Can you imagine that just seconds after sending off those thin, thin needles stitching appreciation, words of hello came scrawling across my screen. Exclamation points included. It was my dear K, checking in because she was in town and happy to meet.

So, what does that mean? I sent a text back to see. As this was her very first foray outside during the duration of the lockdown, we felt at ease to spend time together. And so we did. Take out sandwiches and social distancing by the empty fountain at the Place des Corps Saints. Under the shade trees, we talked for hours. I started to breathe into my full shape again. She admitted that she was no longer sure how to be social and I knew what she meant for I had already experienced that as well.

A few days before, I had received my first invitation, also via text. My friend V, who lives on a péniche, or barge on the Rhône, invited me over for une verre. Oh.

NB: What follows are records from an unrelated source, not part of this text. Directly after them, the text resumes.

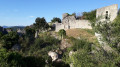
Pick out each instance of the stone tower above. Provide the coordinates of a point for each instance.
(109, 12)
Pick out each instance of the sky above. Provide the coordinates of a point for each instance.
(24, 12)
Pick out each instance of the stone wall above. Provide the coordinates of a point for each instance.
(84, 24)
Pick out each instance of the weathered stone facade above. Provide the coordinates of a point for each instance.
(70, 22)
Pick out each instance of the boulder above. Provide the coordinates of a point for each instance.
(16, 47)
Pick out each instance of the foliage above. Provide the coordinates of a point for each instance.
(10, 39)
(90, 15)
(29, 32)
(43, 45)
(55, 19)
(14, 59)
(1, 34)
(41, 24)
(109, 31)
(62, 33)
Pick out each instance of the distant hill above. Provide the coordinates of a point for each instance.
(5, 26)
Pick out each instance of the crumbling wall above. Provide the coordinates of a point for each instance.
(70, 22)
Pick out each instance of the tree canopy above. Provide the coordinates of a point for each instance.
(55, 19)
(41, 24)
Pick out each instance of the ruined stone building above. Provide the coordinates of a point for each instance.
(70, 22)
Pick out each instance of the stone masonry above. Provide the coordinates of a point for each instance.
(70, 22)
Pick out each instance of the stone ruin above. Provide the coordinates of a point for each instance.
(70, 21)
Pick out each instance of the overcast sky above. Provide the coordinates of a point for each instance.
(24, 12)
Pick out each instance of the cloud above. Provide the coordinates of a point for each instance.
(15, 10)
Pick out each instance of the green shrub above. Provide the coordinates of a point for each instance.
(62, 33)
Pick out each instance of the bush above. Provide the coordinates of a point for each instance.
(62, 33)
(10, 39)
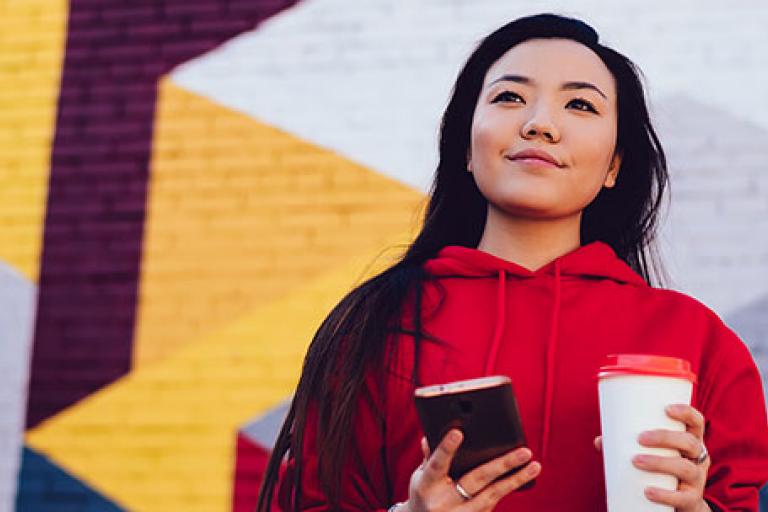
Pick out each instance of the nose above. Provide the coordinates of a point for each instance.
(540, 125)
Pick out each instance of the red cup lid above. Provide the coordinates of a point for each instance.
(644, 364)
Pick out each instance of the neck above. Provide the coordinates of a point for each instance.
(529, 242)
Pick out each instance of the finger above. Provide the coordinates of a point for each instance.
(486, 473)
(685, 470)
(424, 448)
(688, 444)
(692, 418)
(491, 495)
(440, 460)
(676, 499)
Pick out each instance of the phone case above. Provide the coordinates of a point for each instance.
(484, 409)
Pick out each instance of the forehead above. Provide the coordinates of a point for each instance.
(553, 61)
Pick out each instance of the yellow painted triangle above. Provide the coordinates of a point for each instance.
(240, 213)
(163, 438)
(32, 37)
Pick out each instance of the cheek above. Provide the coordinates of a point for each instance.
(490, 135)
(593, 148)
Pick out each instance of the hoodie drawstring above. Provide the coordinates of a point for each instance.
(501, 311)
(550, 372)
(550, 354)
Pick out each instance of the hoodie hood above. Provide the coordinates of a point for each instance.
(596, 260)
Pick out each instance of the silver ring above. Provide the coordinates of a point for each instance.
(463, 492)
(704, 455)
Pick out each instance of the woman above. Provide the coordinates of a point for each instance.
(533, 262)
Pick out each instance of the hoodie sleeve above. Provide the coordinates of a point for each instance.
(364, 484)
(736, 429)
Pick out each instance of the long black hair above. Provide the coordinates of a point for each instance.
(351, 340)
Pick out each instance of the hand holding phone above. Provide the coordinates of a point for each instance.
(430, 489)
(484, 409)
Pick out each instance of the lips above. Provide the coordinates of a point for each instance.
(535, 154)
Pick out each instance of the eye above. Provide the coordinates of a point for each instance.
(505, 96)
(583, 105)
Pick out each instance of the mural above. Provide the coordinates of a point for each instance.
(188, 187)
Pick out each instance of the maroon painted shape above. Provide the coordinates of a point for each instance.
(115, 53)
(250, 466)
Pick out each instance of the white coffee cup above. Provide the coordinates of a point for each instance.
(634, 390)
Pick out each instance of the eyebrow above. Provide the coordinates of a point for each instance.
(567, 86)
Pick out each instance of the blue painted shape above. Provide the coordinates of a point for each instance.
(45, 487)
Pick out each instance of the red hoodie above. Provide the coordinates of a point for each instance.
(549, 330)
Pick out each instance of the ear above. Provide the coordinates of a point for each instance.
(613, 171)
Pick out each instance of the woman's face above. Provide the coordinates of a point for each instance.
(551, 95)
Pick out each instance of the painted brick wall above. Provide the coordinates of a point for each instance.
(188, 186)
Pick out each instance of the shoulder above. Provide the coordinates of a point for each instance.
(686, 314)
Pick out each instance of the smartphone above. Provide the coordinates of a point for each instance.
(486, 412)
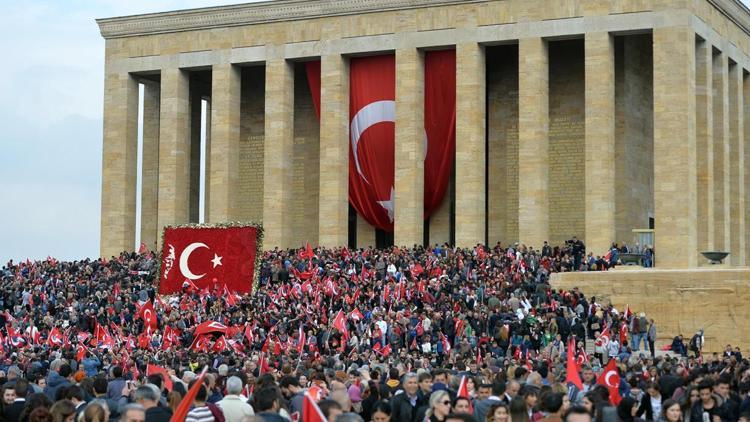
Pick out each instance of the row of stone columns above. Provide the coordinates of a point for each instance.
(721, 180)
(676, 169)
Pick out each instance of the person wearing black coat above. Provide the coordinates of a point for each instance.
(653, 395)
(404, 405)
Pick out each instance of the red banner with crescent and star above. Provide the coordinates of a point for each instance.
(372, 115)
(208, 257)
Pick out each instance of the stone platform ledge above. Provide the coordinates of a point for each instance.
(680, 301)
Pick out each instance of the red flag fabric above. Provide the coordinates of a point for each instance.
(153, 369)
(310, 410)
(55, 338)
(202, 255)
(439, 125)
(572, 376)
(372, 113)
(339, 323)
(356, 315)
(610, 378)
(210, 327)
(603, 339)
(184, 407)
(463, 391)
(81, 352)
(148, 315)
(219, 345)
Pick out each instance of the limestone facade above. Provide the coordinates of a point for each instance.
(574, 118)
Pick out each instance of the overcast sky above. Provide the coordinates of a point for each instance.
(51, 120)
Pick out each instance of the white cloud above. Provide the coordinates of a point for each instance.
(50, 163)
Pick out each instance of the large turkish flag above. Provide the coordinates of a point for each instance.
(209, 257)
(372, 112)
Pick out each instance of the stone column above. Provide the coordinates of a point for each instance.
(333, 227)
(174, 149)
(365, 233)
(533, 148)
(704, 146)
(600, 142)
(470, 144)
(736, 164)
(744, 160)
(720, 145)
(277, 167)
(225, 143)
(409, 148)
(150, 165)
(119, 164)
(674, 147)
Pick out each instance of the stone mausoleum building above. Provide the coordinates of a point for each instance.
(586, 118)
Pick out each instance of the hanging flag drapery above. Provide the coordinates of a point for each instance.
(372, 115)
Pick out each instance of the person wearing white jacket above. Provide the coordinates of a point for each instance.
(234, 408)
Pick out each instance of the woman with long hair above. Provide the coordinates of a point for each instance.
(627, 409)
(498, 413)
(173, 399)
(671, 411)
(34, 401)
(96, 411)
(440, 406)
(381, 412)
(63, 411)
(518, 410)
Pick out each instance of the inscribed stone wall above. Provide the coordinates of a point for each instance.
(502, 132)
(566, 141)
(250, 195)
(440, 219)
(306, 159)
(679, 301)
(634, 147)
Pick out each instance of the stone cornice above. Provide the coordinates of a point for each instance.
(735, 11)
(252, 13)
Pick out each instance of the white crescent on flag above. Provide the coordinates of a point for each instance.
(185, 256)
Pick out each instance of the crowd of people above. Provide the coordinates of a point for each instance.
(412, 335)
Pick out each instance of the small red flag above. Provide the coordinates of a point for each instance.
(153, 369)
(184, 407)
(310, 410)
(572, 375)
(201, 255)
(463, 391)
(610, 378)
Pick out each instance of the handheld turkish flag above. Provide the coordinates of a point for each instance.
(153, 369)
(356, 315)
(572, 376)
(201, 255)
(210, 327)
(184, 407)
(310, 410)
(148, 315)
(55, 338)
(339, 323)
(610, 378)
(463, 391)
(603, 339)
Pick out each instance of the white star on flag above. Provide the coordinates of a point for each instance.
(388, 205)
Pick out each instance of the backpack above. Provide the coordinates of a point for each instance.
(216, 412)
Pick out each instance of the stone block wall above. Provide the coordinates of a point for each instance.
(566, 141)
(502, 132)
(250, 185)
(679, 301)
(634, 147)
(305, 163)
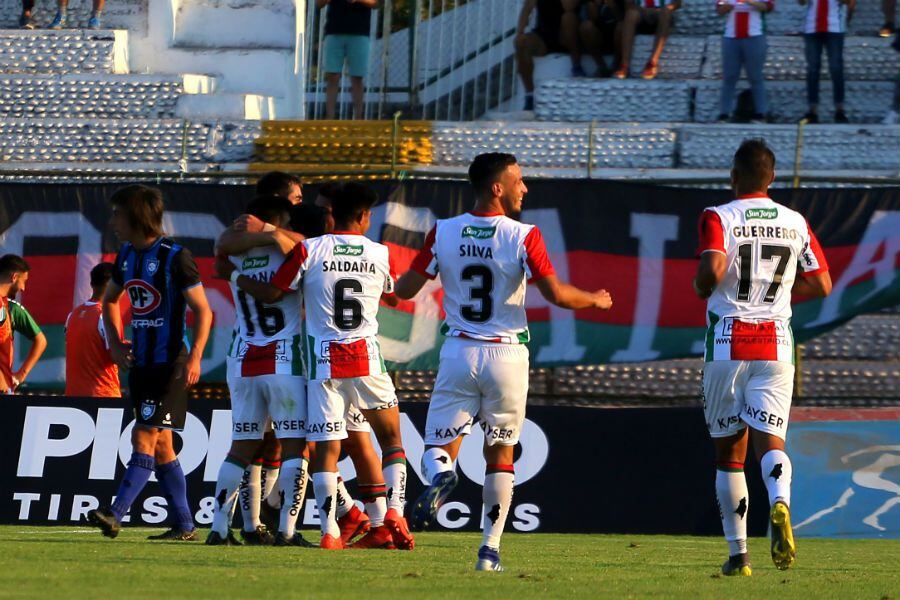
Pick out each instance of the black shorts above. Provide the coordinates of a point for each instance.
(158, 398)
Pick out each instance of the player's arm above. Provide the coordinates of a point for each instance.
(24, 323)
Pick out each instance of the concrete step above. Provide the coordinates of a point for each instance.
(865, 101)
(865, 59)
(97, 95)
(627, 100)
(824, 146)
(66, 51)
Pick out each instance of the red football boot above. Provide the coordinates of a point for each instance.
(394, 521)
(354, 525)
(378, 538)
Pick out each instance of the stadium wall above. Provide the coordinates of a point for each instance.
(577, 470)
(635, 240)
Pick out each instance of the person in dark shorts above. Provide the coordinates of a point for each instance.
(556, 30)
(161, 280)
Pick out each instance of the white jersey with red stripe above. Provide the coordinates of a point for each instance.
(825, 16)
(745, 20)
(267, 338)
(764, 243)
(343, 276)
(484, 261)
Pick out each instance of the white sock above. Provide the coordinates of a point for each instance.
(733, 500)
(434, 461)
(345, 500)
(269, 482)
(393, 465)
(777, 474)
(250, 496)
(227, 483)
(325, 486)
(497, 498)
(291, 490)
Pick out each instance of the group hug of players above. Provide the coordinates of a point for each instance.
(305, 362)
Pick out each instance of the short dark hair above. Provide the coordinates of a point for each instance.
(351, 201)
(754, 164)
(329, 189)
(144, 207)
(13, 263)
(308, 219)
(276, 183)
(268, 208)
(486, 168)
(101, 274)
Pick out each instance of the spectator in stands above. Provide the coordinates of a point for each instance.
(889, 8)
(645, 16)
(743, 45)
(600, 32)
(346, 39)
(59, 21)
(556, 30)
(278, 183)
(824, 27)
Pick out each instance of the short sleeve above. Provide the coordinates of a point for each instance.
(425, 262)
(289, 274)
(712, 235)
(812, 258)
(22, 321)
(184, 270)
(537, 261)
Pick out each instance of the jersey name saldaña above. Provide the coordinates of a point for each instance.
(484, 261)
(343, 276)
(267, 337)
(765, 244)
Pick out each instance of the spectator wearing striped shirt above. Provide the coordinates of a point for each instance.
(824, 28)
(744, 45)
(646, 16)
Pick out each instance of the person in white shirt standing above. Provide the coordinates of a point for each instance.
(824, 27)
(751, 251)
(484, 258)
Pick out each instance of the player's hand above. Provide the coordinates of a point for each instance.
(191, 372)
(248, 223)
(223, 267)
(122, 355)
(602, 300)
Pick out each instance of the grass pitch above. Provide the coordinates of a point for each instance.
(78, 562)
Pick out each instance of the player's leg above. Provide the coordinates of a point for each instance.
(503, 379)
(723, 403)
(767, 413)
(286, 396)
(377, 400)
(454, 404)
(326, 427)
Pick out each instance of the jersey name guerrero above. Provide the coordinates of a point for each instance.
(765, 245)
(267, 338)
(343, 276)
(484, 261)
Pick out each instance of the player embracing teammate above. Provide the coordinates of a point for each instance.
(484, 258)
(751, 251)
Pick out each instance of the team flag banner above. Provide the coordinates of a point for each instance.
(637, 241)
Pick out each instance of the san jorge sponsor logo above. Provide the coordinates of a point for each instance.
(478, 233)
(347, 250)
(761, 213)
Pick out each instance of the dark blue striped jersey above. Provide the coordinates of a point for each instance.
(154, 280)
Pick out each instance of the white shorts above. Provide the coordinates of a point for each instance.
(264, 402)
(331, 402)
(480, 381)
(737, 393)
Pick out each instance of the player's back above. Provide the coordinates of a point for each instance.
(484, 261)
(764, 244)
(90, 370)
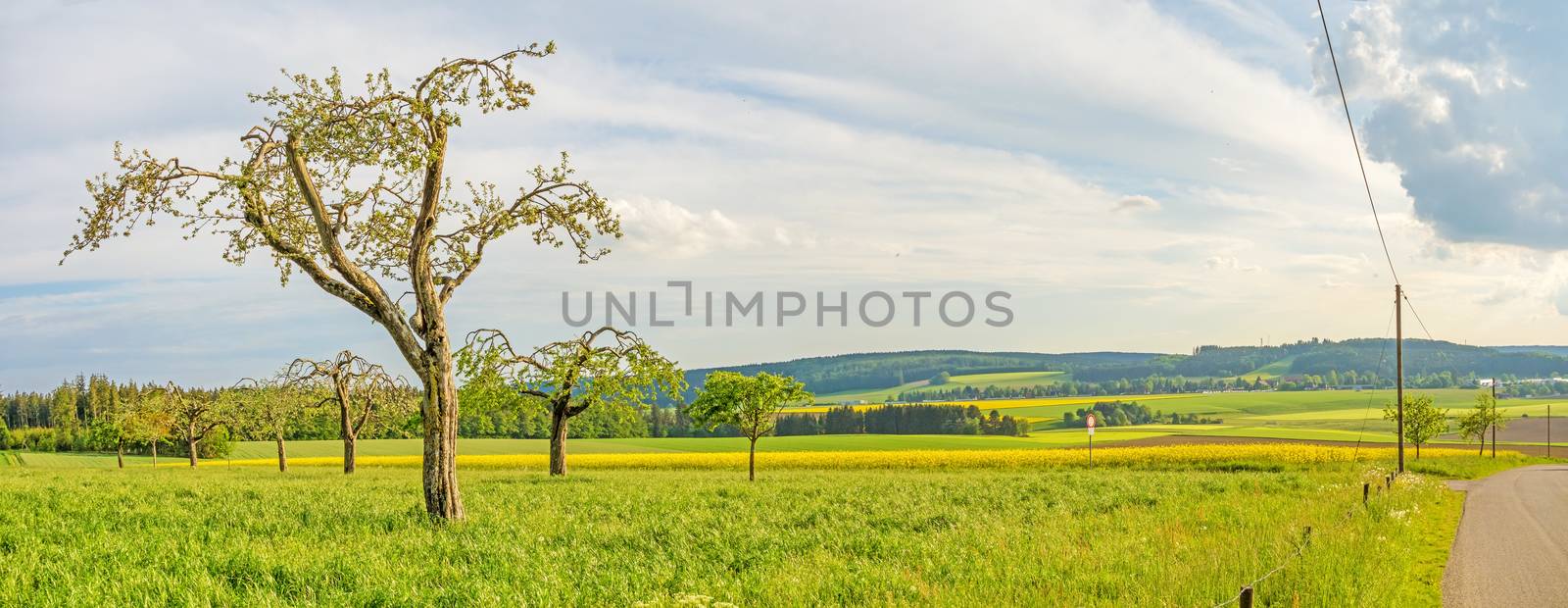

I held my breath in thought for a moment. What is right? Was it worth it? I knew that we would be outside, so the risk was fairly minimal. I also knew how much I was suffering internally. And so I said, yes, yes, thank you. Merci.

I followed his directions over the bridges and down a dirt path until I arrived to this boat abracadabrantesque. Something of a gentleman's pirate ship. His cat, Manouche, was on guard. Truly, right at the end of the gangplank, me voilà, eyeing me skeptically. I did my best to be quiet and not overtly seek approval. I failed. Of course. I am a dog person.

V led the way to his upper deck which was dusty with lack of use. He briskly wiped down a table, brushed aside fallen leaves. It surprised me as this was exactly where I would want to be. Always. Sleeping, eating with only this open panorama for my eyes.  I perched on the folding chair a bit shakily, aware of the sweat stains under my arms from the brisk walk on top of nerves. Everything seemed too expansive and contracted somehow.

Down below he went and returned with the pop of a champagne cork.

I wasn't sure what to say to him. Suddenly, my french seemed more stunted than usual. So, between my jangly-boned outbursts, we were quiet. And it felt wonderful. To just let the river flow. It stretched out languidly, with confidence. The light shifted into subtleties. The trees sighed. Or...that might have been me.

Admittedly, I was willing to own my awkwardness. It was ok. It is. So many months of solitude have gone by.

I left as the clouds started to blush. It felt a bit bumbling of me as I did, excusing my departure although there was no need. Overly thanking him for that moment of peace. For a brief moment, I wondered if he was going to kiss me. He didn't. Just friends then. And safe. So, good.

This new not normal. Until we find ease, it will be touch and go. Maybe.

Tonight, one of my anges gardiens, invited me up to dinner on the roof. It was just us two ladies. And the sun did an exaggerated show; a slow, swan song as we each spoke of our respective...past. The Rhône, just beyond the fortified walls, seemed to carry our words away as needed. Others were left like scattered stars below the table where they fell. Venus rose, bone white and benevolent.

While D went to bring up pears poached in sweet syrup, I traced the echoes of a burning sky that spoke to all that we feel in this moment. I held my breath and silently laughed with joy when she returned, carrying a tray with candles, burning. Burning, to light up the dark.

These first steps. They feel so new. Will we arrive?





If you would like, you can hear an audio recording of this post: here.

Je suis désolée, mes amis francophones, il y a tante des idées que je ne sais pas traduire cette fois si. 














It's Memorial Day. I sat with this post for a while before publishing it. 
I am sending such gratitude for all of the men and women who died in battle. 
This is not the first day of Summer. It is a day of remembrance.




I will finish with this photo. It is of my main lettre d'attestation that I used for taking my "sanity walks" during the lockdown. Normally, we were supposed to fill out a new one each time that you went out but I am old school and liked the idea of having a document that was a testament to my First Steps into the unknown but with belief in my heart.

So much Love to you all. Truly.
As Edgar says, "Stay strong, stay safe, be well, be kind."